In enterprise it’s a waste of time money and effort to fix something that isn’t broken. There are always more than enough things that are broken that need the focus. When XP can no longer do the job or the efficiency gain of an upgrade is more than the cost, then is it time to upgrade to something that works better in the given application. And that is not always a newer Windows version. For some people/applications that better solution could be Linux or Apple Mac OS X. Both of them are based on Unix technologies.

5 Comments

  1. kb978380 says:

    Hi there. recently because im a designer i was messing around with the font folder in the controll panel of windows xp. basically importing and backing them up to a portable hadr disk, during this process i started getting error messages ” cannot copy” “file not found” etc, then all the text in…

    Reply
  2. Christopher Urry says:

    Hello just came across your blog and have been reading, do you also run another a pet related website that looks exactly like this one?

    Reply
  3. tomi says:

    This blog uses a custom made theme.

    Reply
  4. Tomi Engdahl says:

    Cyber-terrorists? Pah! Superhero protesters were a bigger threat to London Olympics
    Seb Coe: Taxi drivers blocked from 2012-only lanes were also a bit testy
    http://www.theregister.co.uk/2013/11/04/olympics_rsa_coe/

    RSA Europe 2013 Protests from groups such as Fathers4Justice were more of a worry to London 2012 Olympic Games organisers than computer hackers, according to the former chairman of London 2012, Lord Sebastian Coe.

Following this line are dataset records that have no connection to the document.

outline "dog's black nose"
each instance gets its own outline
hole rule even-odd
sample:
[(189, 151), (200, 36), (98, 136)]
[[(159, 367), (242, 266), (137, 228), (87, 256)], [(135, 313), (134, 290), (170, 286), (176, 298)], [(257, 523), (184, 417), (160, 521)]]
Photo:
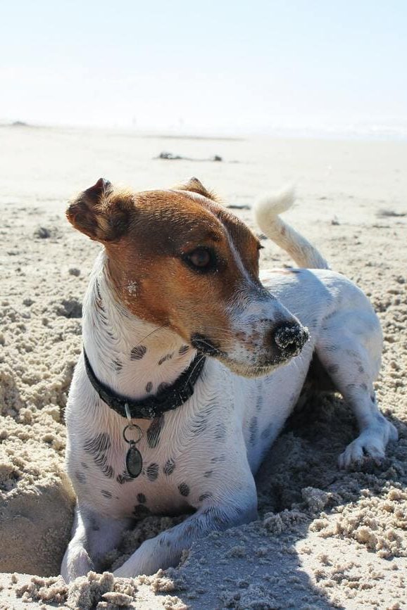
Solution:
[(285, 322), (274, 329), (273, 338), (281, 355), (288, 358), (300, 353), (309, 338), (309, 334), (301, 324)]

    He said procedures put in place before the Games to guard its IT systems – including Wi-Fi networks in stadiums as well as the main Olympics website – had worked well.

    In practice, risks from pressure groups and local political campaigners proved the biggest headache but precautions against all types of threat had to be prepared, he noted.

    “You have to deliver the Games within an environment of security,” Coe said in response to questions about anti-aircraft missiles on tower blocks in East London and armed police on the street. “Protection has to be proportionate but I think we got the balance right.

    “The threats of disruption came from everything from Fathers4Justice through to taxi drivers, angry they weren’t allowed into the Olympic lanes. That tended to be the level of the threat. Most of the challenges weren’t terrorists, cyber or otherwise,” said Coe, who was speaking at the RSA Conference Europe 2013

    Earlier at the conference, BT security chief executive officer Mark Hughes said that no cyber attack had occurred during the Games, repeating previous statements by the telco giant. BT dealt with over 212 million cyber attacks on the official website during last year’s Olympic and Para-Olympic Games.

    The only serious IT threat of any note came from concerns that power to the Olympic Stadium might be disrupted.

    A recent documentary from BBC Radio 4 revealed that London Olympics officials were warned hours before the opening ceremony that the event might come under cyber-attack.

    The security team had already run extensive tests on the electricity supply systems supporting the games long before the threat, which, based on the discovery of “attack tools and targeting information”,

    In the event nothing happened.

    “There was a potential for cyber-attack even though we didn’t suffer any incursion,” Coe said during a press conference ahead of the closing keynote speech. “We had systems in place to defend against attack and this might have even acted as a deterrent.”